From: House Committee on Science, Space, and Technology Democrats
Posted: Tuesday, July 12, 2011
(Washington, DC) - Today, the House Committee on Science, Space, and Technology held a hearing entitled, "A Review of NASA's Space Launch System." The purpose of the hearing was for the NASA Administrator to explain why the agency has failed to reach a decision on the architecture for the Space Launch System, what analyses still need to be completed, and when final acquisition decisions will be made.
Three successive NASA Authorization Acts since 2005, enacted by both Republican and Democratic Presidents and Congresses, have directed NASA to undertake a program of human exploration beyond low Earth orbit. The most recent of those Authorization Acts, last year's NASA Authorization Act of 2010, directed NASA to develop a heavy-lift launch vehicle known as the Space Launch System (SLS) and a multipurpose crew vehicle (MPCV) to be used to enable crewed missions to destinations beyond low Earth orbit as well as provide a backup capability for cargo and crew transportation to the International Space Station (ISS). As directed in the 2010 NASA Authorization Act, NASA provided a report to Congress in January 2011 on the SLS and MPCV, albeit a preliminary one. Earlier this year, a senior NASA official testified before the Committee's Subcommittee on Space and Aeronautics that a decision on an integrated launch system was targeted for June 2011. That decision has yet to be received by the Committee.

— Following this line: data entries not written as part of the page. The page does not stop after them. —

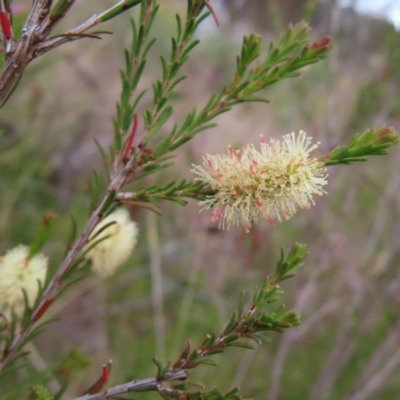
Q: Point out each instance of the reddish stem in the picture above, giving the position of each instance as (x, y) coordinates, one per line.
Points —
(5, 24)
(128, 148)
(42, 309)
(102, 381)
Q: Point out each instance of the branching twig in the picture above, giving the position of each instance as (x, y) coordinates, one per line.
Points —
(138, 385)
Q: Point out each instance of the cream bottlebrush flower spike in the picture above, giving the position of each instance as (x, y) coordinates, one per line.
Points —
(18, 272)
(112, 252)
(270, 183)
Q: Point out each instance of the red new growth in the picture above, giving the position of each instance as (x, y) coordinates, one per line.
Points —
(5, 24)
(128, 148)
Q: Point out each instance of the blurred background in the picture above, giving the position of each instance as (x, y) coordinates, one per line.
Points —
(185, 276)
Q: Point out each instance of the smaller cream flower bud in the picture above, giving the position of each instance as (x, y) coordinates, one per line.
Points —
(18, 272)
(112, 252)
(271, 183)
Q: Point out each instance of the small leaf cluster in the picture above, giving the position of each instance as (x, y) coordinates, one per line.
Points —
(179, 393)
(371, 142)
(172, 192)
(245, 324)
(39, 393)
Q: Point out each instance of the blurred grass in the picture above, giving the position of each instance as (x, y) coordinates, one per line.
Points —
(350, 285)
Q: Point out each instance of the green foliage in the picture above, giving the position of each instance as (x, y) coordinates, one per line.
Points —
(39, 393)
(371, 142)
(132, 158)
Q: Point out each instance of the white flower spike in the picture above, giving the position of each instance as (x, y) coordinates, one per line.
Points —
(18, 272)
(271, 183)
(112, 252)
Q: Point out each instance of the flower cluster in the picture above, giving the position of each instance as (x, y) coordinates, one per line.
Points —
(19, 272)
(115, 249)
(271, 183)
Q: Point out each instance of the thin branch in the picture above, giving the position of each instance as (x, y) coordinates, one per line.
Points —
(138, 385)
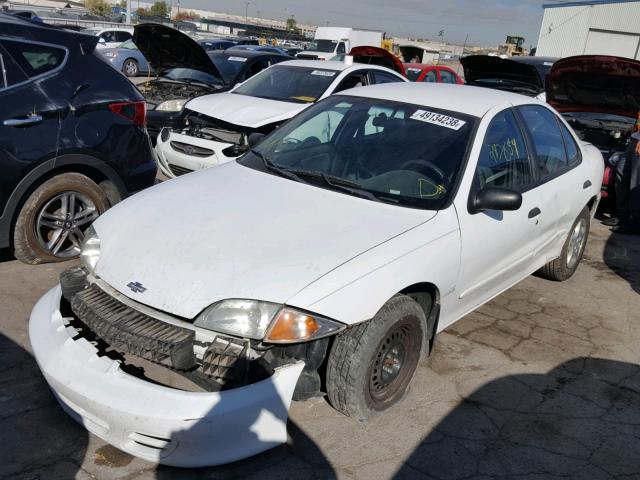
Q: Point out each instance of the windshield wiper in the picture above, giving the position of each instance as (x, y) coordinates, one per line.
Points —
(272, 167)
(339, 183)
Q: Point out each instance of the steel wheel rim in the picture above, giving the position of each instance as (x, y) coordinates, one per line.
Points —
(388, 372)
(61, 223)
(576, 243)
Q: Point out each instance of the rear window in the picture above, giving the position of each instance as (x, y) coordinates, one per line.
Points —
(35, 59)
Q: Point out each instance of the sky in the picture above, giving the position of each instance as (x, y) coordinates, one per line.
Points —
(486, 23)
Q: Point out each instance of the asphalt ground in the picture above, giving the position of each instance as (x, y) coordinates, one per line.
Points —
(541, 383)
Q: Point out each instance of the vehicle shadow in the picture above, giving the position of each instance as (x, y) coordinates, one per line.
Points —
(300, 457)
(580, 420)
(622, 255)
(39, 440)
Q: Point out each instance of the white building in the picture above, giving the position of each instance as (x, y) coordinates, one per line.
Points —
(599, 27)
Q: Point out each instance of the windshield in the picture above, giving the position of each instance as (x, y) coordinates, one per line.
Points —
(381, 150)
(129, 45)
(229, 66)
(323, 46)
(191, 75)
(289, 84)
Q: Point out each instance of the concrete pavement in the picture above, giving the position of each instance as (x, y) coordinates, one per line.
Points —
(543, 382)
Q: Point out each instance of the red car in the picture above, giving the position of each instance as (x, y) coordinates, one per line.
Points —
(599, 96)
(419, 72)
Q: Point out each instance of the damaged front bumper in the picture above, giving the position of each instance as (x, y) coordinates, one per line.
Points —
(156, 422)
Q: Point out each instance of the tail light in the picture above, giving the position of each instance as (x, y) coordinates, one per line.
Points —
(133, 111)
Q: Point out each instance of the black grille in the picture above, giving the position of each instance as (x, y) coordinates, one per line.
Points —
(178, 170)
(132, 332)
(192, 150)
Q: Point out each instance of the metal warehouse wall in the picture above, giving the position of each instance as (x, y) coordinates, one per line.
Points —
(599, 28)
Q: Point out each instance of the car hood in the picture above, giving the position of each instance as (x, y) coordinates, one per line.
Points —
(234, 232)
(165, 47)
(377, 56)
(481, 67)
(244, 110)
(595, 83)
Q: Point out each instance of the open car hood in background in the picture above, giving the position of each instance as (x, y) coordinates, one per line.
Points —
(165, 47)
(485, 67)
(595, 83)
(377, 56)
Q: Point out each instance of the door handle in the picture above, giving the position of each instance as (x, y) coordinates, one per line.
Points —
(20, 122)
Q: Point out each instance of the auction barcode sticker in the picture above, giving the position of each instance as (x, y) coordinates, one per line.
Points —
(324, 73)
(438, 119)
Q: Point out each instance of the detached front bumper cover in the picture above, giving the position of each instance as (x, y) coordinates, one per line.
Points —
(154, 422)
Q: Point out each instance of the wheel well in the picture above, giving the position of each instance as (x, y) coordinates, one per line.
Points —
(92, 173)
(427, 296)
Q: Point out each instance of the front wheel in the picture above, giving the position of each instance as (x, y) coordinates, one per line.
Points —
(563, 267)
(371, 364)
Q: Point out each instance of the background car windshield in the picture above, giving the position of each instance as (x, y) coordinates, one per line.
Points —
(289, 84)
(323, 46)
(398, 152)
(191, 75)
(129, 45)
(229, 66)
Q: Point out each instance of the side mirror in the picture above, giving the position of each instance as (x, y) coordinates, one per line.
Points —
(255, 139)
(494, 198)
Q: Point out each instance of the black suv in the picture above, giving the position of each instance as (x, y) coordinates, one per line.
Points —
(72, 139)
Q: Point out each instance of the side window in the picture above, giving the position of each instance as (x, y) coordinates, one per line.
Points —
(383, 77)
(10, 72)
(34, 59)
(351, 81)
(430, 77)
(122, 36)
(503, 160)
(542, 124)
(447, 77)
(573, 152)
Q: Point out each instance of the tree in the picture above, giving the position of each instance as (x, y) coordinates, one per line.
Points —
(97, 7)
(159, 8)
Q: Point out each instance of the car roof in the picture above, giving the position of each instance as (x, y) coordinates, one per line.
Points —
(333, 65)
(474, 101)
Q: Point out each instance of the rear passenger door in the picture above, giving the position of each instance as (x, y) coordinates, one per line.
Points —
(556, 154)
(29, 119)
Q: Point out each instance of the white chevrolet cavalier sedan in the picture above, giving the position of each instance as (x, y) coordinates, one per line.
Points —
(325, 260)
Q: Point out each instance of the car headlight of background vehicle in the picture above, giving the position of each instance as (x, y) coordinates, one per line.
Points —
(171, 105)
(266, 321)
(90, 251)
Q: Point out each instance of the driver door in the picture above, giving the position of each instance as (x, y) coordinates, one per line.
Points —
(498, 246)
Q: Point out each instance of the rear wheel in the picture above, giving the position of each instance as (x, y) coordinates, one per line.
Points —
(563, 267)
(370, 365)
(51, 224)
(130, 67)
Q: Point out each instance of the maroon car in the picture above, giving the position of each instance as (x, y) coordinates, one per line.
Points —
(599, 96)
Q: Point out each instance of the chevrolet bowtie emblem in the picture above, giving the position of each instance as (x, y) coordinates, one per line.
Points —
(136, 287)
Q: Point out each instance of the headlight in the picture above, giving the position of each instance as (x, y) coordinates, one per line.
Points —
(90, 252)
(264, 320)
(171, 105)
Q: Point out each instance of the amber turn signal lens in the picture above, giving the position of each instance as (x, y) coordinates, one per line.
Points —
(290, 325)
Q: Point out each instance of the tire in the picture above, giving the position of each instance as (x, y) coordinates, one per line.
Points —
(130, 67)
(46, 230)
(563, 267)
(355, 380)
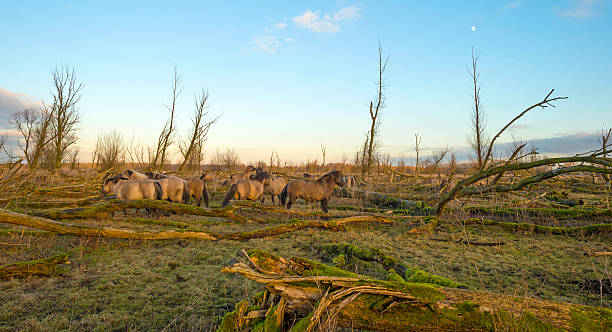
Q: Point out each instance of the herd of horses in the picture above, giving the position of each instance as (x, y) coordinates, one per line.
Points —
(252, 184)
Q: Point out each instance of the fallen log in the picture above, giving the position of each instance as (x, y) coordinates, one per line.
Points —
(312, 296)
(106, 208)
(39, 267)
(334, 225)
(383, 200)
(533, 228)
(473, 243)
(15, 218)
(598, 253)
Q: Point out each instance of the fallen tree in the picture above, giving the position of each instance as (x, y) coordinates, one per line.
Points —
(303, 295)
(104, 209)
(109, 232)
(39, 267)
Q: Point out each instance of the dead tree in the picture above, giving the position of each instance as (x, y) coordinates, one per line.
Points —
(605, 137)
(323, 152)
(34, 126)
(376, 107)
(166, 137)
(417, 149)
(110, 151)
(64, 114)
(546, 102)
(199, 132)
(477, 139)
(466, 188)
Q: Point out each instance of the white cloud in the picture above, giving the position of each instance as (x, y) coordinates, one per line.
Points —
(11, 102)
(264, 43)
(512, 5)
(580, 10)
(310, 20)
(347, 13)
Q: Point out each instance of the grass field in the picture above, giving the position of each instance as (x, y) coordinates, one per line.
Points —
(114, 284)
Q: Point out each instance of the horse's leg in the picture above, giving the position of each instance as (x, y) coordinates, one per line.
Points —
(290, 201)
(324, 204)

In her opening statement, Committee Ranking Member Eddie Bernice Johnson (D-TX) told Administrator Charles Bolden that she expected him to be on the receiving end of a lot of unhappiness and irritation on the part of many Members and added "That's unfortunate, because the fault doesn't lie with you. It's my understanding that you have had a plan ready to announce for some time, but you haven't been able to get the final okay to make it public." Congresswoman Johnson added "That said, it is now past time for a decision and a plan to be announced." She urged Administrator Bolden to "strongly convey to those in the Administration who are dithering that it is time to move forward and let NASA get on with the tasks that the nation has asked it to undertake. At this critical juncture, we need to move ahead expeditiously to build the Space Launch System and Multi-Purpose Crew Vehicle in a way that makes use of the human spaceflight skills and knowledge-base NASA has worked so hard to achieve and that inspires the next generation of explorers, engineers, and scientists."
Reflecting on NASA's challenge of meeting congressional expectations in an atmosphere of reduced funding, Congresswoman Johnson stated "And to those of my colleagues on the Majority side who are critical of the Administration's stewardship of NASA, I also hope that you will convey to your colleagues in Congress that NASA cannot do what we are asking it to do if its budget keeps getting cut. The proposed House CJS appropriation level for NASA is one that, if enacted, will simply add more stress to an agency and dedicated workforce that is already trying to do "more with less", and at the end of the day will put America on a path to relinquish its space leadership."
In his statement for the record, Acting Ranking Member of the Committee's Space and Aeronautics Subcommittee Jerry Costello (D-IL) echoed Congresswoman Johnson's concern about the need to come to grips with a final SLS decision. He stated: "It is very clear that this Committee strongly supports NASA moving forward as quickly and efficiently as possible to develop our next generation human spaceflight transportation systems, SLS and MPCV. It is critical that we solidify and focus these programs in the near term so we do not lose the talented aerospace workforce that is facing an uncertain future with the end of the Shuttle Program. While we have a vision for what the future of NASA's mission is, we need to move confidently to get there. The Administration and NASA must lead the way."
Administrator Bolden told the Committee that NASA has been working expeditiously to complete assessments of SLS design options and develop a final integrated proposal for the MPCV and SLS. He said that he has ordered a "sanity check" on NASA's cost and schedule estimates and that such analysis is scheduled to be completed in the late July/early August timeframe. Administrator Bolden said that under the President's budget plan, NASA is hoping to be able to launch an initial uncrewed test flight of an integrated early version of the SLS and the MPCV as early as 2017. A crewed mission, based on the President's FY 2012 request, would occur by the early 2020s, the Administrator said in his prepared statement.